Animé
par: Carole
Mettez-vous
à sa place, racontez l'histoire d'un parapluie qui a été oublié
***
Lors
du dernier atelier d’écriture, j’attendais sagement, suspendu à
une étagère, tout à côté de la grande table où les cerveaux et
les stylos se dégourdissaient allègrement. C’était la première
fois qu’elle m’emmenait avec elle, au Remue-Méninges.
Je
me tenais à carreau, le silence glissait sur moi, j’étais
intimidé par les hommes et les femmes silencieux qui laissaient
courir leur imagination sur papier.
Le
moment que j’ai préféré, ce fut la lecture, c’était des
histoires de centenaires affublés d’animaux bizarres, c’était
très drôle, varié, je me suis bien amusé.
Je
me suis laissé distraire, je me suis fait des films avec tous ces
personnages cocasses. Je me suis mis à rêver, à somnoler et un
gros bruit une table cognée, déplacée… je suis revenu à moi, à
l’instant, accroché à mon étagère… et le silence.
Plus
grand monde, moins de lumière. Mais où est-elle ?
Hein ?…
NON ! Partie sans moi !!! Non ! Pas possible !!!

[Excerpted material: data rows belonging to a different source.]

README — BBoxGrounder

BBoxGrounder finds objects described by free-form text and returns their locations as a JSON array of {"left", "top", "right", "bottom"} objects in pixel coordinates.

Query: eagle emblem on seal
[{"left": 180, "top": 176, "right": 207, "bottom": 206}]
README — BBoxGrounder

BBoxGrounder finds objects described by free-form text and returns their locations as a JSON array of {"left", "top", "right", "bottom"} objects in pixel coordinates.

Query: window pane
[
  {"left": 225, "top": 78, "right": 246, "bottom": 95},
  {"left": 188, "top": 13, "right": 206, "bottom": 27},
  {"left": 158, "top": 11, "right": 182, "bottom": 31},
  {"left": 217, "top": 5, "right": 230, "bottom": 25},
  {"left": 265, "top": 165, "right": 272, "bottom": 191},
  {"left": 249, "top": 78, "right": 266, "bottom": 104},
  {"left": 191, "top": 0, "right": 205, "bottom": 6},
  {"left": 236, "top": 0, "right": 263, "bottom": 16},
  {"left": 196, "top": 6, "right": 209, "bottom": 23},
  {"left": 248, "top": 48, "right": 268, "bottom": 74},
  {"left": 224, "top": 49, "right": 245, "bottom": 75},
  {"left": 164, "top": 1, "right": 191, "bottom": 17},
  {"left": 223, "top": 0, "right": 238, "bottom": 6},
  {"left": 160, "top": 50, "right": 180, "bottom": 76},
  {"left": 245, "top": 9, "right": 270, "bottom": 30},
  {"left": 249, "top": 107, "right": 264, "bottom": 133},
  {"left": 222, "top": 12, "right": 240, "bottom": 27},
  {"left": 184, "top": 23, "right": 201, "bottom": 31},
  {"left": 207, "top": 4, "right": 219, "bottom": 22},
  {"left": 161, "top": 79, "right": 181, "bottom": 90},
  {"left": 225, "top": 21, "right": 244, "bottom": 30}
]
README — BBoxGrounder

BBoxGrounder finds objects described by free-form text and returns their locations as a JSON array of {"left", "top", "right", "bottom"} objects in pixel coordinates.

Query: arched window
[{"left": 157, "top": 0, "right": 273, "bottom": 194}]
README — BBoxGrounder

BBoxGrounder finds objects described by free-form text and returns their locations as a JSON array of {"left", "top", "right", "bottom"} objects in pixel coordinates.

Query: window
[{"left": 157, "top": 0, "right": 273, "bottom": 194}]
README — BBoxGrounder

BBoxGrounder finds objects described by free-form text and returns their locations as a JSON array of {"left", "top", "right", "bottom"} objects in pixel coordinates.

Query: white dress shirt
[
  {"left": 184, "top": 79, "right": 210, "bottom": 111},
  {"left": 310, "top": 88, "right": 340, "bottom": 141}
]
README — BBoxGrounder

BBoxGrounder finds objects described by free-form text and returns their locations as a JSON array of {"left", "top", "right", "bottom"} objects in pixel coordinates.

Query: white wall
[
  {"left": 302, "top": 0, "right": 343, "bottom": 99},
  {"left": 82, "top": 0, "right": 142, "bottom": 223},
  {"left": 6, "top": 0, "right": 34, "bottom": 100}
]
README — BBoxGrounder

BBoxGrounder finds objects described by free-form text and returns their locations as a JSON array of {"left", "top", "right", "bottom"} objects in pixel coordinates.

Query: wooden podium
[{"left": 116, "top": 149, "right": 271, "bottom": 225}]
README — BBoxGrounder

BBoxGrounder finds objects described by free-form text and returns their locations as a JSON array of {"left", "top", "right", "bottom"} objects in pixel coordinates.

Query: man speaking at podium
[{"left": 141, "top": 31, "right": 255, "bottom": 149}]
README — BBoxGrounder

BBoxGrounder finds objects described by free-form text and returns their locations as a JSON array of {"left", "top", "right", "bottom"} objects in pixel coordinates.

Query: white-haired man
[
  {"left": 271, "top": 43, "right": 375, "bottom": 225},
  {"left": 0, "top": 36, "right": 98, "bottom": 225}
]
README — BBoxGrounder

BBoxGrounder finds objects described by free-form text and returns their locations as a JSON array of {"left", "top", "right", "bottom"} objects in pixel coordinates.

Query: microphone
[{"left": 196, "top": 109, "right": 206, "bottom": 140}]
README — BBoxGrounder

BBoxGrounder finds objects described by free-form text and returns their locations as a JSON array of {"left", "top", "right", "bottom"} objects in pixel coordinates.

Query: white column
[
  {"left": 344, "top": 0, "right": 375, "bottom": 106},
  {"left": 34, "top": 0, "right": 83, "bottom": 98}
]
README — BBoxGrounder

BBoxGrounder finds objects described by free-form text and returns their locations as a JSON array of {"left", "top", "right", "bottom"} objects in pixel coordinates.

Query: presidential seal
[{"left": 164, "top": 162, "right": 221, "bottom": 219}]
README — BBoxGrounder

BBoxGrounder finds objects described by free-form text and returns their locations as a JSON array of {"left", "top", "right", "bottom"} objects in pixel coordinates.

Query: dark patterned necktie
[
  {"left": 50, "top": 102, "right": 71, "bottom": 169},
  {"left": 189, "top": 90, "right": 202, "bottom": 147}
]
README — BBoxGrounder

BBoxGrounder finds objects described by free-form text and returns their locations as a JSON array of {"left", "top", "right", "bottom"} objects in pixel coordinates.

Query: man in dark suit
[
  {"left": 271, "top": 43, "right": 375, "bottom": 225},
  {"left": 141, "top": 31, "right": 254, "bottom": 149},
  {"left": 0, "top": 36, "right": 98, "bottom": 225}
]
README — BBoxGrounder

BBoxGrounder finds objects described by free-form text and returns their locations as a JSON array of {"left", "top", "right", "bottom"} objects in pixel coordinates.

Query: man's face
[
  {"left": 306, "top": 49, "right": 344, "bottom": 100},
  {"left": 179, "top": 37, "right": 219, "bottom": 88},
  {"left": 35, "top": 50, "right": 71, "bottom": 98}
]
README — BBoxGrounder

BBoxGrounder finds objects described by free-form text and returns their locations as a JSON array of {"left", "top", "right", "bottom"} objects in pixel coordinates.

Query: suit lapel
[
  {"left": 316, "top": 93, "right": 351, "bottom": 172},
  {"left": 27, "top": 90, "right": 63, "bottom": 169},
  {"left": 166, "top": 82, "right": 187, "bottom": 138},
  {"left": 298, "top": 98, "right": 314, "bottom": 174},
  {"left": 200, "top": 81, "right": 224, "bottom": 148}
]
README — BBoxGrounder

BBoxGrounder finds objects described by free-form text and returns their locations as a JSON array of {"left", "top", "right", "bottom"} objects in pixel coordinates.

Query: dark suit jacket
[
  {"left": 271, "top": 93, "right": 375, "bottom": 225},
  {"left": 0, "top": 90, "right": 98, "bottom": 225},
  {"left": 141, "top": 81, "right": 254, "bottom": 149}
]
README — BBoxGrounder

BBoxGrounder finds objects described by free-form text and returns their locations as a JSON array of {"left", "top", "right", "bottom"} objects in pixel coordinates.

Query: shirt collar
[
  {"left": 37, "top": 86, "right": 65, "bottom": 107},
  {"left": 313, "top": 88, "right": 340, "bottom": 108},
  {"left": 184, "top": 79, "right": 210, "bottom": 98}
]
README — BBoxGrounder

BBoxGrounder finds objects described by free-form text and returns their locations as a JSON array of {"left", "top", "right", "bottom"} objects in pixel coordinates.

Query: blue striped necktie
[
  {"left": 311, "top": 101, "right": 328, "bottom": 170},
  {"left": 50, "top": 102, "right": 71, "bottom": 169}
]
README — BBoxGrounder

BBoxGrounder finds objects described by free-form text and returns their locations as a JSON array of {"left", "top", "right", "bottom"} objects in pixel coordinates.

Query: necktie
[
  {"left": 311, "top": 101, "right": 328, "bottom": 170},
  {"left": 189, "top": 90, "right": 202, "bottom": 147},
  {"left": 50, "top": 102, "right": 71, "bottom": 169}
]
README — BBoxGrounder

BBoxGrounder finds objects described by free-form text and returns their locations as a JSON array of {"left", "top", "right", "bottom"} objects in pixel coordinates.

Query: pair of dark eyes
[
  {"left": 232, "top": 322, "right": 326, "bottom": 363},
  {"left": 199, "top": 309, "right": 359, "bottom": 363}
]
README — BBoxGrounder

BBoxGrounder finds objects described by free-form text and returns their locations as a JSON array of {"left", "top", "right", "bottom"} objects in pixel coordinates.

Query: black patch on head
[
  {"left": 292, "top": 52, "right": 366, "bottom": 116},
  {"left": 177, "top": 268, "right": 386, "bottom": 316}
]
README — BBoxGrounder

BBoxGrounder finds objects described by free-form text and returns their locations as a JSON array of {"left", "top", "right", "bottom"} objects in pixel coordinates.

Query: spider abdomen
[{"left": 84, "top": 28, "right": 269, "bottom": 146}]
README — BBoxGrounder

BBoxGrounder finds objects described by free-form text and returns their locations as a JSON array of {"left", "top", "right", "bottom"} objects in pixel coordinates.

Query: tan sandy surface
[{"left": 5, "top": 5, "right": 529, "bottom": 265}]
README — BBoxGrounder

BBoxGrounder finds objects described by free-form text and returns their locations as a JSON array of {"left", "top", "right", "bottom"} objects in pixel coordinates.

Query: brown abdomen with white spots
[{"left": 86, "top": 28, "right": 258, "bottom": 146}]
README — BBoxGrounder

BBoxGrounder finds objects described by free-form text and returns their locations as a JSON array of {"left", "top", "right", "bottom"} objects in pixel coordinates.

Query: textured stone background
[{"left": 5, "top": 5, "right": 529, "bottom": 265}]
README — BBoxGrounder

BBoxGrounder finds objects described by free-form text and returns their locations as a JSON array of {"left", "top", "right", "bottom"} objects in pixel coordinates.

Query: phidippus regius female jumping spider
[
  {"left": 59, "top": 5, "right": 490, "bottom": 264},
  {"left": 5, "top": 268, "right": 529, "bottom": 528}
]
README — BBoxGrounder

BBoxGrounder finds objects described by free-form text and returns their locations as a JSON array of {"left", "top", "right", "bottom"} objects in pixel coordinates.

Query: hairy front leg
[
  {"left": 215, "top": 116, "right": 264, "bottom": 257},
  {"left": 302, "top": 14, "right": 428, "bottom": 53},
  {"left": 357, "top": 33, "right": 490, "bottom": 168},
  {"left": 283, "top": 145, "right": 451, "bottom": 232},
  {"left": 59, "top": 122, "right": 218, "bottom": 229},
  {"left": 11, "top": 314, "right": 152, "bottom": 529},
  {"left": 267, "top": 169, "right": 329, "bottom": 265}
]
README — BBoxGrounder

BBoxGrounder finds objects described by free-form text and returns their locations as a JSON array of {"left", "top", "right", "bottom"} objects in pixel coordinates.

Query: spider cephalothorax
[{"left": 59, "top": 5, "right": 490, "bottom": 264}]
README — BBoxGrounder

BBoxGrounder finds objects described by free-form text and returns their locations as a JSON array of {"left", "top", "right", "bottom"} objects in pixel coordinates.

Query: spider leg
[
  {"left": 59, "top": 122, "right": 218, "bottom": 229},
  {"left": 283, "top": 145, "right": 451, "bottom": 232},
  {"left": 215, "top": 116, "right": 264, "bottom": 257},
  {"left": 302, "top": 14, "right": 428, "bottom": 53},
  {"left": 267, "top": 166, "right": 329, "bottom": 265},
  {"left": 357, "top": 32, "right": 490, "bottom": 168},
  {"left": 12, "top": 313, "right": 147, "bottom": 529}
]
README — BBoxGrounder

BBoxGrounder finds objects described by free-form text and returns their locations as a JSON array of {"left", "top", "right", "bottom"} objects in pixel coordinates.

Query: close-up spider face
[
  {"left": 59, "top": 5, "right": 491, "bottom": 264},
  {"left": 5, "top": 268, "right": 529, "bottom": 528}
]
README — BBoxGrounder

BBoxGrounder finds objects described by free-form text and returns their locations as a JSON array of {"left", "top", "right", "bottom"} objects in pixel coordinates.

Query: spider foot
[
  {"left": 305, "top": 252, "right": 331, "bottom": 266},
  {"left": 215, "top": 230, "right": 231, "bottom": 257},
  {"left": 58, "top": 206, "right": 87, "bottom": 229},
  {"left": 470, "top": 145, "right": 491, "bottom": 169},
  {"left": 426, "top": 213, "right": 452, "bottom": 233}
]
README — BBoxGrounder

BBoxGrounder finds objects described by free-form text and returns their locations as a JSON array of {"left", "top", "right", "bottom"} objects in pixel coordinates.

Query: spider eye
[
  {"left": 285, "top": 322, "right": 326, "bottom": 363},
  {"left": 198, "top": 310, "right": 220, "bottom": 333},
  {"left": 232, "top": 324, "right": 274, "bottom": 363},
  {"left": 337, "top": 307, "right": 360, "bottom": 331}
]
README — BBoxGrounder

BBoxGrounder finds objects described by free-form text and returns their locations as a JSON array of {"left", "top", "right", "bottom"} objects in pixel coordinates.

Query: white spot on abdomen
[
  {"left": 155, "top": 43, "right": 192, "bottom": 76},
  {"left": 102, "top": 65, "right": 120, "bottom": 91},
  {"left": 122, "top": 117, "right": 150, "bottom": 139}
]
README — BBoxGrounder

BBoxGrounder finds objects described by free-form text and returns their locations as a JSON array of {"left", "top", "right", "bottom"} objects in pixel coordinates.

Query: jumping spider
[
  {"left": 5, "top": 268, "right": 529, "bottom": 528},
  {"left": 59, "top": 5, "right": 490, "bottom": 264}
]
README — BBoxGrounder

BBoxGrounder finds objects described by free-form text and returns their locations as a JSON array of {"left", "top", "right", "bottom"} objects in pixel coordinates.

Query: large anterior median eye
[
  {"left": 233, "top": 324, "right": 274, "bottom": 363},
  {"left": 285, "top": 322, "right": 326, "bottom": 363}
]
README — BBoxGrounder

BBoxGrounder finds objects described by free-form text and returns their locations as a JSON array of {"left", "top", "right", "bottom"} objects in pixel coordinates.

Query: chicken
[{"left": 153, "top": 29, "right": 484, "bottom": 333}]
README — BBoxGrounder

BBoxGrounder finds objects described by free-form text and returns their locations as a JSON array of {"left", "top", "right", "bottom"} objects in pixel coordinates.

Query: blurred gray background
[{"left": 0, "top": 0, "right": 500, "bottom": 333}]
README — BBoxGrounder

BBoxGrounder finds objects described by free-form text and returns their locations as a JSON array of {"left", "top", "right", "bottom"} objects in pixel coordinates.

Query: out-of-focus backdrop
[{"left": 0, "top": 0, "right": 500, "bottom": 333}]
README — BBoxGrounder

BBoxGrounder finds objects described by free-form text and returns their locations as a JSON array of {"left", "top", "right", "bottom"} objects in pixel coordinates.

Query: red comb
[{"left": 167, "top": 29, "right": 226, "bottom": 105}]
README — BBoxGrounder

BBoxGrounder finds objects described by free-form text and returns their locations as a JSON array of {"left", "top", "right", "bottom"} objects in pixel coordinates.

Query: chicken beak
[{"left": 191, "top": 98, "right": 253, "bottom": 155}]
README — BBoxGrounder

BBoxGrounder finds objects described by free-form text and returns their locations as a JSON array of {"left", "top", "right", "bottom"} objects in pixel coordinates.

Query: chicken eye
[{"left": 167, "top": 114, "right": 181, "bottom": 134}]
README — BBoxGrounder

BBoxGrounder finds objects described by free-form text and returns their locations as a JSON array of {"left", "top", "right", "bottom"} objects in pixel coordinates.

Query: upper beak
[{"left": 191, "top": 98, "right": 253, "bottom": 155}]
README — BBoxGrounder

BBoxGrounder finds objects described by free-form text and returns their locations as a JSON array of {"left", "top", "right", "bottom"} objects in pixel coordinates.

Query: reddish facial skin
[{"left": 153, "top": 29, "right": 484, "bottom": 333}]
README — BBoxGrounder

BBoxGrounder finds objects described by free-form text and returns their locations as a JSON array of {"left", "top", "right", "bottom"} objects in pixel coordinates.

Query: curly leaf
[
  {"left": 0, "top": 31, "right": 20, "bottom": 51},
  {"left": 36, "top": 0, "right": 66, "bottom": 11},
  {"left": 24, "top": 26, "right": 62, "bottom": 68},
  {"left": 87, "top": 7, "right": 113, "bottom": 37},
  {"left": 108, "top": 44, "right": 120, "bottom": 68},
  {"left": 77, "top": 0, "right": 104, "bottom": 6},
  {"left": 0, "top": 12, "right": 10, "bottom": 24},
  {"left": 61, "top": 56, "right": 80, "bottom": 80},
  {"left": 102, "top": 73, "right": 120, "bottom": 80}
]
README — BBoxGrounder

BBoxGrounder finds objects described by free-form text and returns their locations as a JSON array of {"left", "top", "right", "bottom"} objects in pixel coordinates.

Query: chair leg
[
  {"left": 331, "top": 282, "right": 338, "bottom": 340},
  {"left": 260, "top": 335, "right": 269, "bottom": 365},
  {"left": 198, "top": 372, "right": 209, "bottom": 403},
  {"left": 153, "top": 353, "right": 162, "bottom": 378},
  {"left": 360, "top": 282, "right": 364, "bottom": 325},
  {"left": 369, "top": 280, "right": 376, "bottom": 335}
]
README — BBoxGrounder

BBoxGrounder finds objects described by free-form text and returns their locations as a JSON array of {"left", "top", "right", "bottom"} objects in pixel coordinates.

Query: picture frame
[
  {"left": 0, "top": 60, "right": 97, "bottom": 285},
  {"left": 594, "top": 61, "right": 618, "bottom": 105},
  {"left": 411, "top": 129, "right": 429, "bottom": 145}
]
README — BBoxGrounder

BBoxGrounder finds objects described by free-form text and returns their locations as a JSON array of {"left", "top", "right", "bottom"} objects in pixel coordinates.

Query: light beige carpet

Je me sens mal, je vacille, mais pourquoi ne suis-je pas tombé ?
Le choc lui aurait rappelé ma présence !
Je
frissonne, je tremble. Je suis tout enfermé, bien replié. Mes
rouge-gorge ricanent, ils sifflotent, sautillent, pas moyen de
bouger, moi !
Abandonné !
Toute la nuit, je lançais de S.O.S. Elle est forte en télépathie,
ma maîtresse, elle finirait bien par m’entendre.
Le
lendemain matin, Audrey arrive, j’ai vu qu’elles parlaient
ensemble toutes les deux hier soir, peut-être qu’elle va me
sauver, me protéger, appeler mon ingrate propriétaire ?
Non,
elle dit : « tiens, c’est à qui ? » et me
place à l’entrée, dans le porte-parapluie. Je dépasse fièrement.
Je suis le plus grand, le plus beau, cela me console un peu.
Dans
la matinée, la pensée de ma maîtresse me rejoint, ça y est !
Elle se dit « zut, j’ai oublié R.G. (Rouge-Gorge) au R.M.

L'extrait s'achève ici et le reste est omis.